Easy riding for Gosling in The Place Beyond the Pines


Last week Ryan Gosling switched his racecar for a motorcycle to play carnival stuntman Luke Glanton in Derek Cianfrance’s Blue Valentine follow-up The Place Beyond the Pines.

Luke is getting by just fine on carnival wages until he learns that ex-flame Romina (Eva Mendes) is bringing up a child he didn’t know he’d fathered. Despite his rough exterior, Luke is gripped by a sense of responsibility, so he quits the stunt job in order to stay in town and support Romina and baby Jason financially and emotionally.

A chance encounter with mechanic Robin (Ben Mendelsohn) provides him with more work, and a partner with the expertise to help him pull off motorcycle bank heists.

Comparisons to Nicholas Winding Refn’s Drive (2011) are inevitable, but Cianfrance’s film doesn’t suffer for it. The Place Beyond the Pines is just as stylish and artsy as Drive, featuring dizzying first-person shooting, but it also boasts a better story and stronger characterisation.

Despite his poster-boy status, Ryan Gosling doesn’t feature as much as you might think (though the first 30 seconds will be particularly pleasing to some). However, this is no bad thing, as Luke’s drama is matched by another plot, following ambitious beat cop Avery Cross (Bradley Cooper).

Avery’s appearance heralds a real turning point in the narrative, and as he finds himself caught up in a world of corrupt policing and skewed morality the film becomes less achingly sentimental than the opening 40 minutes. Ray Liotta’s (GoodFellas) cameo as dodgy-cop-ringleader, however, is painfully two-dimensional, and certainly one of the film’s worst-written roles.

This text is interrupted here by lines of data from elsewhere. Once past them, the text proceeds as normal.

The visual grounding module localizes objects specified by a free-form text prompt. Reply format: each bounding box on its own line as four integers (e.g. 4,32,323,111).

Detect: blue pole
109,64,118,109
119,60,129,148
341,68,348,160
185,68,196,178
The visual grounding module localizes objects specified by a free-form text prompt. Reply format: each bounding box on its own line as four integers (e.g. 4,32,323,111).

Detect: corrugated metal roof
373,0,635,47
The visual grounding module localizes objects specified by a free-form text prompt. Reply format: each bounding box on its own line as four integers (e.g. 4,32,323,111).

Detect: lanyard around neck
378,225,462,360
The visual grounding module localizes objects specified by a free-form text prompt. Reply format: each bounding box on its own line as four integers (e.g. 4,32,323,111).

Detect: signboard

Cooper one-ups his much-lauded Silver Linings Playbook appearance, and although he once again finds himself in the therapist’s chair, this is a tonally very different performance, of a potentially less likeable character. It also afforded him, along with Gosling, the opportunity to perform his own stunts.

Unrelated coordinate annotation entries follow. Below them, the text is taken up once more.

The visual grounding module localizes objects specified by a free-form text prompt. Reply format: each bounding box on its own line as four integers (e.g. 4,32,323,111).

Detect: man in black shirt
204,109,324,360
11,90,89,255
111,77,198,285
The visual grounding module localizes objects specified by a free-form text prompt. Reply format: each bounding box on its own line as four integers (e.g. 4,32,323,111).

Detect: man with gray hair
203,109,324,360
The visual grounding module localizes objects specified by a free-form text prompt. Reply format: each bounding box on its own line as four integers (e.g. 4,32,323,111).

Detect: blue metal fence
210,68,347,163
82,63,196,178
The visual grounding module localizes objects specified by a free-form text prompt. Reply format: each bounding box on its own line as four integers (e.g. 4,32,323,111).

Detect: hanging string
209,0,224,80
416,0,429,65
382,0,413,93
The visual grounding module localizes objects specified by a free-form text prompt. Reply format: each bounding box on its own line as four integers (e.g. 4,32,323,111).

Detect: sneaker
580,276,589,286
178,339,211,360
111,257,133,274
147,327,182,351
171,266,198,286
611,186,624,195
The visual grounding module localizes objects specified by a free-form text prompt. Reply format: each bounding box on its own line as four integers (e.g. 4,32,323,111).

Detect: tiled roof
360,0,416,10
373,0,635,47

The script, co-written by Cianfrance, makes unnecessarily pointed explanation of the obvious parallels between Luke and Avery’s young families, and the narrative is too finely balanced to come close to being realistic.

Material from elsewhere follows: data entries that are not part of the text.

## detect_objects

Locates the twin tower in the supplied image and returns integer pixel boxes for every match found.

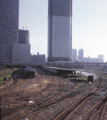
[48,0,72,61]
[0,0,72,63]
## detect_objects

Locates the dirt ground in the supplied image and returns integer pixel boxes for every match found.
[0,68,106,120]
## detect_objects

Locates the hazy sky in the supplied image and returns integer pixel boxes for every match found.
[19,0,107,61]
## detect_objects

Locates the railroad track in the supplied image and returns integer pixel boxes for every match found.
[4,68,64,120]
[54,85,107,120]
[1,70,107,120]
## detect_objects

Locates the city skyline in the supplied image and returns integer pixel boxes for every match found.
[19,0,107,61]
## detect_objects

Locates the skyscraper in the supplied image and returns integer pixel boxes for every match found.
[72,49,77,61]
[48,0,72,61]
[0,0,19,63]
[78,49,84,62]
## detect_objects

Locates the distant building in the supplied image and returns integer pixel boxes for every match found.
[31,53,46,65]
[78,49,84,62]
[84,56,98,63]
[48,0,72,61]
[98,55,104,63]
[72,49,77,61]
[19,30,29,44]
[0,0,19,63]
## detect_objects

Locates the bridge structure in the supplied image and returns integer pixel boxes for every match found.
[0,61,107,69]
[46,61,107,69]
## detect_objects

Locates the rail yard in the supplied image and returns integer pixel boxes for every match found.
[0,67,107,120]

However, the photography steers clear of overindulgent, lingering shots of attractive faces. The costume, hair and make-up teams have combined to create pleasingly realistic looking characters; Luke may be a badass, but his dress sense is questionable at best, and Eva Mendes is fittingly gaunt for a strung-out mother struggling to make ends meet.

This is arguably the best performance of Mendes’ career, although not the first to see her hop on the back of a motorcycle (she saddled up with Nicholas Cage in 2007’s lame action fantasy Ghost Rider).

The film’s three acts are very distinctly separated, but these narratives are better connected than in Tarantino’s Pulp Fiction, which famously utilised a similar technique. The final segment, a ‘fifteen years later’ flash-forward, threatens to be a simple coda featuring a predictable tête à tête, but actually becomes a much more developed narrative, just as explosive as the earlier story but providing an ideal conclusion.

Relative newcomers Emory Cohen and Dane DeHaan (who will next appear as Harry Osborn in Marc Webb’s Amazing Spiderman sequel), also deliver finely-tuned, promising performances.

The tripartite structure ensures engagement throughout, and Cianfrance is able to deal with a lot, and well, in 140 minutes. The acts are tied together not just through the characters’ connections, but also visually through repeated camera angles emphasised by Mike Patton’s addictive score.

The Place Beyond the Pines, despite the clumsy title which lacks significance, is a far more enjoyable watch, and a more skilfully crafted work, than the gritty and brutal Blue Valentine.